After getting approval from the College Park City Council to waive a 30-day appeal period, the developer of a planned student housing project said he anticipates no additional hurdles in getting 903 student beds onto Route 1 by the start of the fall 2010 semester.

The council had been gearing up to fight with – or at least punish – an attorney for developer Mark Vogel at Tuesday night’s council meeting after the attorney didn’t emphasize his support for the city’s position on the Varsity at College Park project at a county planning hearing.

Mayor Stephen Brayman’s scheme would have tricked the attorney, Matt Tedesco, into waiting through hours of council debate on such items as homestead tax credits and county transportation plans.

Brayman had asked the council last week to move most of its agenda to the “consent agenda,” where items could be voted on in a group without discussion barring council objection.

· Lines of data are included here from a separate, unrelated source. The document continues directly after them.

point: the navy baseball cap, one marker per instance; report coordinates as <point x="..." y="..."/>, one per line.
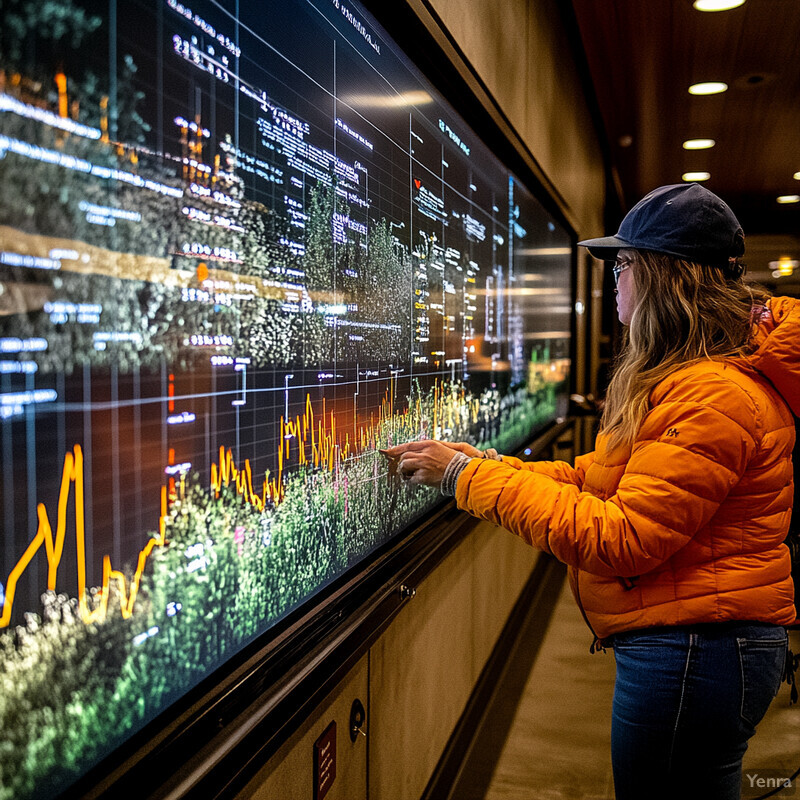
<point x="683" y="220"/>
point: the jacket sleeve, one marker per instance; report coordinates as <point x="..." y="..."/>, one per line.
<point x="557" y="470"/>
<point x="687" y="457"/>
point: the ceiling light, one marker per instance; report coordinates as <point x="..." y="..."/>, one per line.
<point x="784" y="267"/>
<point x="710" y="87"/>
<point x="698" y="144"/>
<point x="717" y="5"/>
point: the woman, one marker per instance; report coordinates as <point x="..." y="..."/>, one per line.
<point x="673" y="527"/>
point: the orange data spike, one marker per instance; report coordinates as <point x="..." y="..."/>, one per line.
<point x="61" y="83"/>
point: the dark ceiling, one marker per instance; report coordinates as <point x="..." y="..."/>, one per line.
<point x="644" y="54"/>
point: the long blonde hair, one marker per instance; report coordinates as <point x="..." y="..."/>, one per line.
<point x="684" y="312"/>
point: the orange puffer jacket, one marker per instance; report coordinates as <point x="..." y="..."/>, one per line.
<point x="688" y="524"/>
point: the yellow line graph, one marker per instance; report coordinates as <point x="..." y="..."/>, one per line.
<point x="317" y="442"/>
<point x="54" y="548"/>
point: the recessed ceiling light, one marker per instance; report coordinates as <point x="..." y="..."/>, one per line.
<point x="710" y="87"/>
<point x="698" y="144"/>
<point x="784" y="267"/>
<point x="717" y="5"/>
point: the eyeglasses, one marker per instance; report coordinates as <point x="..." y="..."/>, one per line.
<point x="620" y="266"/>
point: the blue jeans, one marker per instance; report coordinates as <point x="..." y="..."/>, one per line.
<point x="686" y="701"/>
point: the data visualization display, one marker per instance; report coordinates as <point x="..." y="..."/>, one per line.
<point x="243" y="246"/>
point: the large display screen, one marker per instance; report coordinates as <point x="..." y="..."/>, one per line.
<point x="243" y="245"/>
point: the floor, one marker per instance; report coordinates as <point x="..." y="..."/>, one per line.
<point x="558" y="743"/>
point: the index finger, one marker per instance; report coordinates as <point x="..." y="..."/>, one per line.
<point x="398" y="450"/>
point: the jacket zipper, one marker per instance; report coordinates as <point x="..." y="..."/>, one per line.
<point x="597" y="642"/>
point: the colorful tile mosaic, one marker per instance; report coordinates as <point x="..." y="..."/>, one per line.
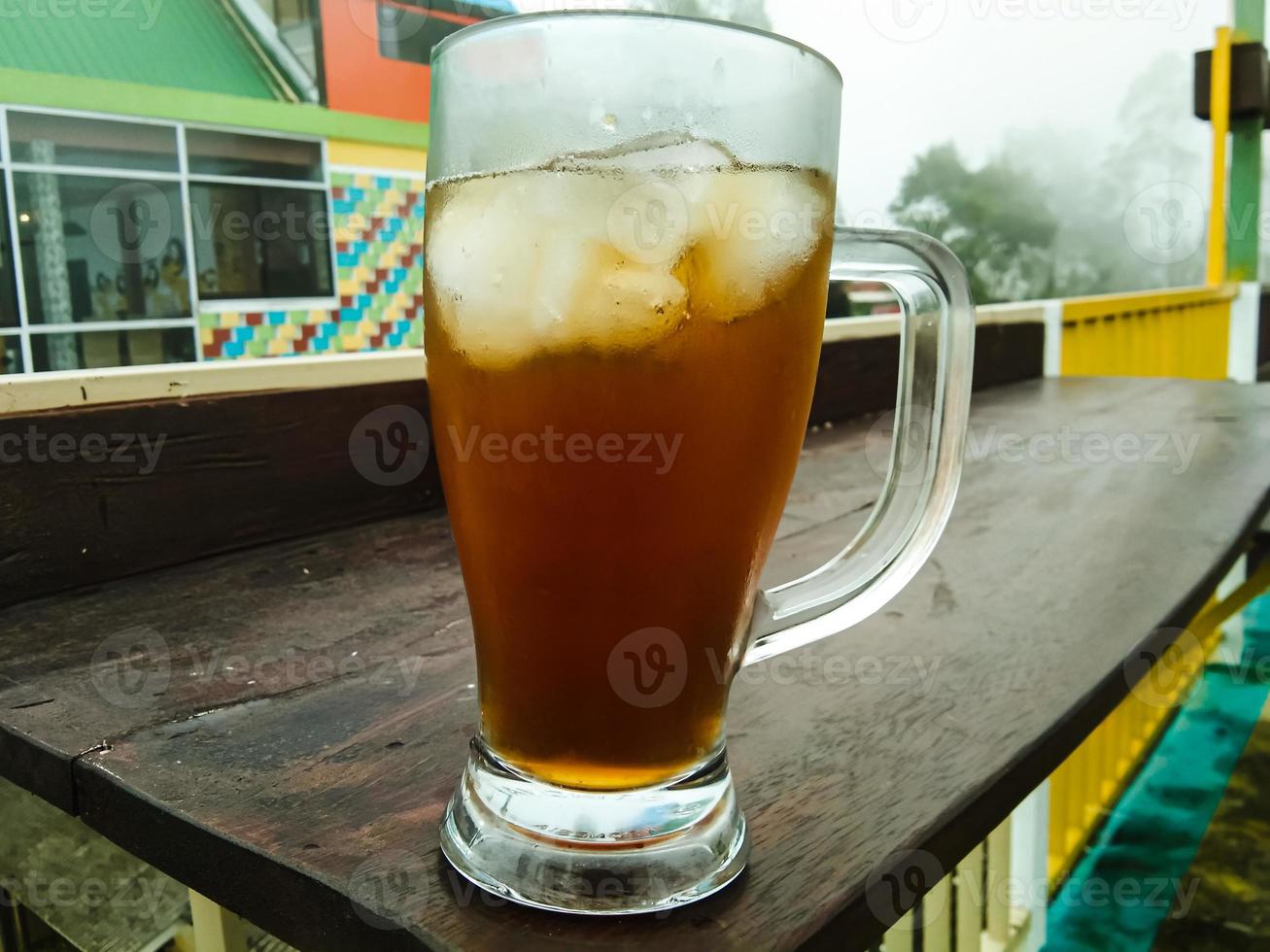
<point x="379" y="273"/>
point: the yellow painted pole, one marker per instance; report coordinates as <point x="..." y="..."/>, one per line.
<point x="1219" y="108"/>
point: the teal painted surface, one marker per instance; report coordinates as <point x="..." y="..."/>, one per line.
<point x="1134" y="874"/>
<point x="177" y="44"/>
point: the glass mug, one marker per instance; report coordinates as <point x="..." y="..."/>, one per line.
<point x="629" y="244"/>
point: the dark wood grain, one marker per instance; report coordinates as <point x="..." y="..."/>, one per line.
<point x="307" y="798"/>
<point x="231" y="471"/>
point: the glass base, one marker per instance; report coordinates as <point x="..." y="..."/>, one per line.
<point x="599" y="853"/>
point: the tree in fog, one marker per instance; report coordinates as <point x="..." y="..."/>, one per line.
<point x="995" y="219"/>
<point x="1060" y="212"/>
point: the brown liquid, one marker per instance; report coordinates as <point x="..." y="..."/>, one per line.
<point x="564" y="555"/>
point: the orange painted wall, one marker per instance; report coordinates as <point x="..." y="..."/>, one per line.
<point x="359" y="79"/>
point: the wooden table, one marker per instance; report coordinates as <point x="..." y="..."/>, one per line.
<point x="297" y="715"/>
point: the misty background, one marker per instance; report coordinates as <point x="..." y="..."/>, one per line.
<point x="1050" y="144"/>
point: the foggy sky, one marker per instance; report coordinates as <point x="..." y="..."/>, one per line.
<point x="926" y="71"/>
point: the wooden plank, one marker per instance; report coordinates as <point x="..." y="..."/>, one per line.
<point x="212" y="472"/>
<point x="319" y="793"/>
<point x="139" y="487"/>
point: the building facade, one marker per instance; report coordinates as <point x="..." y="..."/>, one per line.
<point x="214" y="179"/>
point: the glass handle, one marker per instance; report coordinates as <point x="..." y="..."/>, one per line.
<point x="936" y="358"/>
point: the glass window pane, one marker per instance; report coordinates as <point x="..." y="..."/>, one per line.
<point x="252" y="156"/>
<point x="64" y="140"/>
<point x="8" y="276"/>
<point x="11" y="355"/>
<point x="253" y="241"/>
<point x="112" y="348"/>
<point x="99" y="249"/>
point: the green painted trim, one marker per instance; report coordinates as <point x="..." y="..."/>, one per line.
<point x="1242" y="223"/>
<point x="60" y="91"/>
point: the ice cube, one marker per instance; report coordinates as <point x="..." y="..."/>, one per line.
<point x="526" y="263"/>
<point x="752" y="232"/>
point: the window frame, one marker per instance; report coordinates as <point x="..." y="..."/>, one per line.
<point x="25" y="329"/>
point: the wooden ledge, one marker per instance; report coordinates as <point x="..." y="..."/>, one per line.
<point x="252" y="756"/>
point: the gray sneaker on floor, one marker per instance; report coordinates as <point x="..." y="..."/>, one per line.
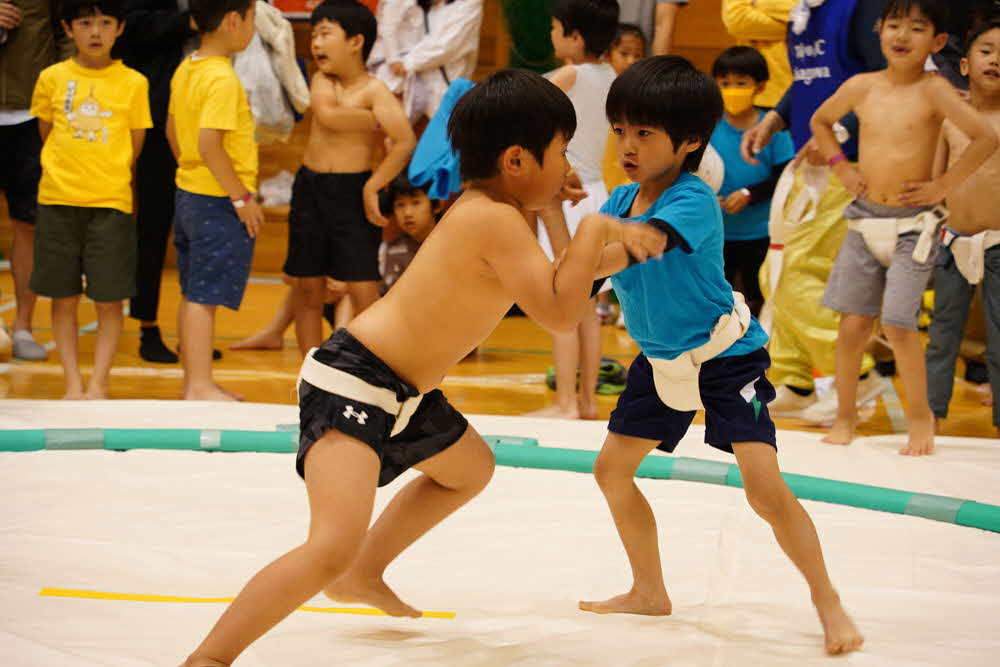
<point x="25" y="347"/>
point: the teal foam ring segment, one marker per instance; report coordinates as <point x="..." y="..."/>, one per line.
<point x="525" y="453"/>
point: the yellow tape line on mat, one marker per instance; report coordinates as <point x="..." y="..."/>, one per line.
<point x="137" y="597"/>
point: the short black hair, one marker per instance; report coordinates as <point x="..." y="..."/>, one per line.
<point x="76" y="9"/>
<point x="741" y="61"/>
<point x="670" y="93"/>
<point x="208" y="14"/>
<point x="597" y="21"/>
<point x="935" y="11"/>
<point x="509" y="108"/>
<point x="353" y="17"/>
<point x="401" y="186"/>
<point x="628" y="29"/>
<point x="978" y="29"/>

“Tell him he’s first on the agenda,” Brayman said last week.

Then, Brayman explained, District 2 Councilman Jack Perry – who has traditionally favored thorough discussions – would oppose placing the items on consent, and ask to talk about them all, moving the Varsity item to the very end of the meeting. Council meetings begin at 8 p.m. and can go well past midnight.

But two absences foiled this plan, as neither Perry nor Tedesco appeared at Tuesday’s meeting, leaving Vogel by himself to wait through only two relatively short presentations.

“I’m disappointed that you are here tonight, because I wasn’t planning to direct this anger at you,” Brayman told Vogel.

The dispute arose about a seemingly minor topic: whether the building’s parking garage should have narrower parking spaces to accommodate an extra 10 to 12 cars.

The city wanted the extra parking spaces, and council members said that even after Tedesco agreed to that condition at a council meeting, he went back on his word when he came before the planning board.

Vogel told the council he had no objection to narrower parking spaces as long as it didn’t delay the project. Tedesco did not return calls or e-mails seeking comment yesterday.

With the council giving Vogel its consent to start the Varsity project 30 days earlier rather than waiting for an appeal, he should be able to break ground next to the University View early this spring, he said.